Wahiba Khiari : Nos silences, Editions Elyzad, Tunis 2009, 124 pages.ISBN : 978-9973-58-018-4

 

   Tout drame redoutable refuse l’oubli, le silence ou le pardon flegmatique. C’est pourquoi, face à l’ampleur du désastre, le drame exige qu’on en entretienne  la mémoire  et qu’on en aiguise la vivacité. Cette perspective est une des fonctions du récit que vient de publier Wahiba Khiari, algérienne de naissance et tunisienne d’adoption.

 

 Nos Silences  revisitent les années de plomb dans une Algérie soumise aux affres de la terreur et de la violence, non dans le but d’en analyser les causes, ni encore pour en désigner les responsables, mais pour nous livrer un horrible témoignage sur les exactions et les cruautés dont furent victimes les  Algériens en général et les Algériennes en particulier pendant cette période. C’est ainsi que nous avons droit à toutes les facettes d’une situation monstrueuse et insoutenable où se conjuguent l’angoisse, la peur, les enlèvements, les viols et les meurtres.

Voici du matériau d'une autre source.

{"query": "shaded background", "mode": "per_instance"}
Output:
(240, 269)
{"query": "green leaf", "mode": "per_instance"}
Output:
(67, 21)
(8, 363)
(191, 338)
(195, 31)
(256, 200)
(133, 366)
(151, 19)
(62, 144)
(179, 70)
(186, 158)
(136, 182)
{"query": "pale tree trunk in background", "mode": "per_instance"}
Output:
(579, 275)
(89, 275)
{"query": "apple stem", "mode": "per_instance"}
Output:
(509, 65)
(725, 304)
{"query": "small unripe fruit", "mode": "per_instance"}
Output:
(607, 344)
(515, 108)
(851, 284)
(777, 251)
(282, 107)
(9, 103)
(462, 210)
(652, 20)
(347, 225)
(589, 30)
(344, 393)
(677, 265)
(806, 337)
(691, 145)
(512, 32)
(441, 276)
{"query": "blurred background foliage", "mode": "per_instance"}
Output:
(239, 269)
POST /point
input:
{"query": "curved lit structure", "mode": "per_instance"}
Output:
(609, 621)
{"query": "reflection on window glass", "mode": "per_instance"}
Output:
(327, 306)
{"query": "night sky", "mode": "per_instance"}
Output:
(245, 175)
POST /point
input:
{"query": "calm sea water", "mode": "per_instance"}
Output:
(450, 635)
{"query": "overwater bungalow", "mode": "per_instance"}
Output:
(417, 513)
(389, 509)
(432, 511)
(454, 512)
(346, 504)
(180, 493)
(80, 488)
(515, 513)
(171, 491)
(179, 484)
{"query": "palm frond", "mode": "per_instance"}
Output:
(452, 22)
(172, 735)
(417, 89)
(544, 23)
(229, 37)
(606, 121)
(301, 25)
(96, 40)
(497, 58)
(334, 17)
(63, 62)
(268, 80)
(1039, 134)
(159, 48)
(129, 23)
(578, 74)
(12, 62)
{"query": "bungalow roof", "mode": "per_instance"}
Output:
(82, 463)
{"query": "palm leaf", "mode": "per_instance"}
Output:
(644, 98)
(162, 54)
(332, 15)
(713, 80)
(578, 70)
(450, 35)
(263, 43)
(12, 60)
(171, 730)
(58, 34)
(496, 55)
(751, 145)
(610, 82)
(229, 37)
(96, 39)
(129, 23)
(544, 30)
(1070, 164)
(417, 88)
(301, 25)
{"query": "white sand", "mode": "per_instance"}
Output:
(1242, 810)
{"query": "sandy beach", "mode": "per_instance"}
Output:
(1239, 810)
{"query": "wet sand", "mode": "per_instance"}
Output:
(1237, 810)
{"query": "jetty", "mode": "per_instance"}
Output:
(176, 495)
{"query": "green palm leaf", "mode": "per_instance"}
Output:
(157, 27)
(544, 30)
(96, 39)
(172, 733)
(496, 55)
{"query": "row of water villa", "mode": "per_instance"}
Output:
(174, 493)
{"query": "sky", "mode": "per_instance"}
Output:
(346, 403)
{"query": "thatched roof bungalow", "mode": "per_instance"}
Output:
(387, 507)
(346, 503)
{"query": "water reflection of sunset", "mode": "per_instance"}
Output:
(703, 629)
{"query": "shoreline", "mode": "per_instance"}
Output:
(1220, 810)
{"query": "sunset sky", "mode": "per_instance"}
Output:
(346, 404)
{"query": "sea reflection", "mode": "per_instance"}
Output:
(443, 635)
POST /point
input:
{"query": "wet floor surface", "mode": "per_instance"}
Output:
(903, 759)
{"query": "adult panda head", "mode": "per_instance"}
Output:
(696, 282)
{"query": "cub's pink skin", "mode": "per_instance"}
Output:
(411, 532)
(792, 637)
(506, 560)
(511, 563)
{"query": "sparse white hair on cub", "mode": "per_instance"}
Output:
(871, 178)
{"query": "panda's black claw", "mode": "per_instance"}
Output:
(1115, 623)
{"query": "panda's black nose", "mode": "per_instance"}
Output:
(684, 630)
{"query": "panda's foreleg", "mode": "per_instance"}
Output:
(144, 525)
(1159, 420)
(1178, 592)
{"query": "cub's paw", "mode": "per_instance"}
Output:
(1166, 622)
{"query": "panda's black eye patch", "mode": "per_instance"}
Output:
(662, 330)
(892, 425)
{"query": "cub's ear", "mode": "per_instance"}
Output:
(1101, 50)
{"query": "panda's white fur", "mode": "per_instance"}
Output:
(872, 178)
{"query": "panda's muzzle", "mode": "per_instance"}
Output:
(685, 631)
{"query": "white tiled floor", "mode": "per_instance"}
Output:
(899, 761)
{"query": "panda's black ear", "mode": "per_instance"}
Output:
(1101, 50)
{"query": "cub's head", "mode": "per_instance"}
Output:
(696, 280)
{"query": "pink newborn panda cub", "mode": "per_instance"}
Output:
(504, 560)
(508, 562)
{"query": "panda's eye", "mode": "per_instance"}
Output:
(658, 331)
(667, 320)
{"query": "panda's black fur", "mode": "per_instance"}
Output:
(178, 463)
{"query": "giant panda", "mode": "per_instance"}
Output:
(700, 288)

Cependant, l’écriture de W. Khiari élargit la teneur de sa description et donne une dimension globale à ce drame, car partout où se déchaîne la haine et triomphe la volonté de puissance, périclite l’humain et se métamorphose en fauve implacable. Il s’agit là d’un paradigme universel dont l’Algérie des années 90 n’était qu’un épisode d’une longue chaîne qui n’a cessé de marquer l’Histoire de l’humanité depuis la nuit des temps. Dans ce sens, l’insupportable rythme cette Histoire à travers un étrange duel entre le rugissement du bourreau et le cri de détresse de la victime. Nous le voyons bien, le tableau est sans nuance, traversé au milieu par une ligne séparant les bons et les méchants, les innocents et les coupables, les hommes et les bêtes.

 

Si la vision manichéenne préside à la lecture de l’Histoire, c’est surtout parce que la violence  qui frappe aveuglément les êtres et les choses a perdu toute signification ou justification. Une violence qui se nourrit de son propre spectacle et se mord la queue comme pour s’enfoncer davantage dans une folle atrocité.     En vérité, l’objectif de l’auteur est de donner la parole à celles qui l’ont perdue, ou plus précisément à celles qui ne l’ont jamais prise. Mais comment parler quand le silence, tel un linceul, enveloppe la voix et étouffe les soupirs ?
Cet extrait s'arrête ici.